Are there occasional endianness bugs, pointer size bugs, etc? Sure.
But that's different from "We did not design this."
Almost every filesystem was not originally designed for mixing page
sizes, endianness, etc. These issues *have* been fixed over time, for
sure. But it is not worth it for me or anyone else to go into a blame
game. Is it unfortunate that Btrfs didn't have that? Sure. Did I know
this was a problem? No, because I have no access to POWER systems,
like almost everyone else here. And ARM, the other architecture we
have, does not use 64K page sizes in Fedora (though it does in RHEL,
and that is pretty much considered a mistake there, as it didn't take
off, caused interop and performance issues, and added complexity where
it was unneeded).
> This didn't become a serious problem until Red Hat made the
> unfortunate (though not realized at the time) mistake of switching to
> 64k pages for ARM and POWER. We got that change in Fedora for POWER
> but not ARM. It has led to all kinds of unfortunate problems that are
> gradually being worked on and fixed upstream.
Sub-page block support in filesystems is not a wild, esoteric, unexpected
It's something that is generally available in nearly every other widely used
Linux filesystem. It's not accurate to suggest that this is some unexpected
side effect of page size choice, or that 64k pages were somehow a "mistake"
now that this btrfs compatibility issue has been made more obvious.

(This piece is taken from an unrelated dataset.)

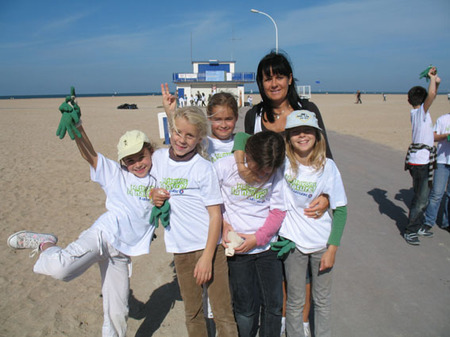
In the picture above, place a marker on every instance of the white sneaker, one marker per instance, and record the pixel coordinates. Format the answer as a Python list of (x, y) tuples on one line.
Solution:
[(30, 240), (283, 326)]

btw, Fedora has shipped kernels with 64k pages for almost a decade:
Author: Josh Boyer <jwboyer(a)redhat.com>
Date: Fri Sep 9 11:21:22 2011 -0400
Change to 64K page size for ppc64 kernels (rhbz 736751)
I am aware that we shipped them for a long time. They are a mistake
for many other reasons unrelated to Btrfs. Regardless, the choice was
made and things have been fixed over time for it. There is already a
patch set being reviewed for the first stage of mixed page support.
真実はいつも一つ！/ Always, there's only one truth!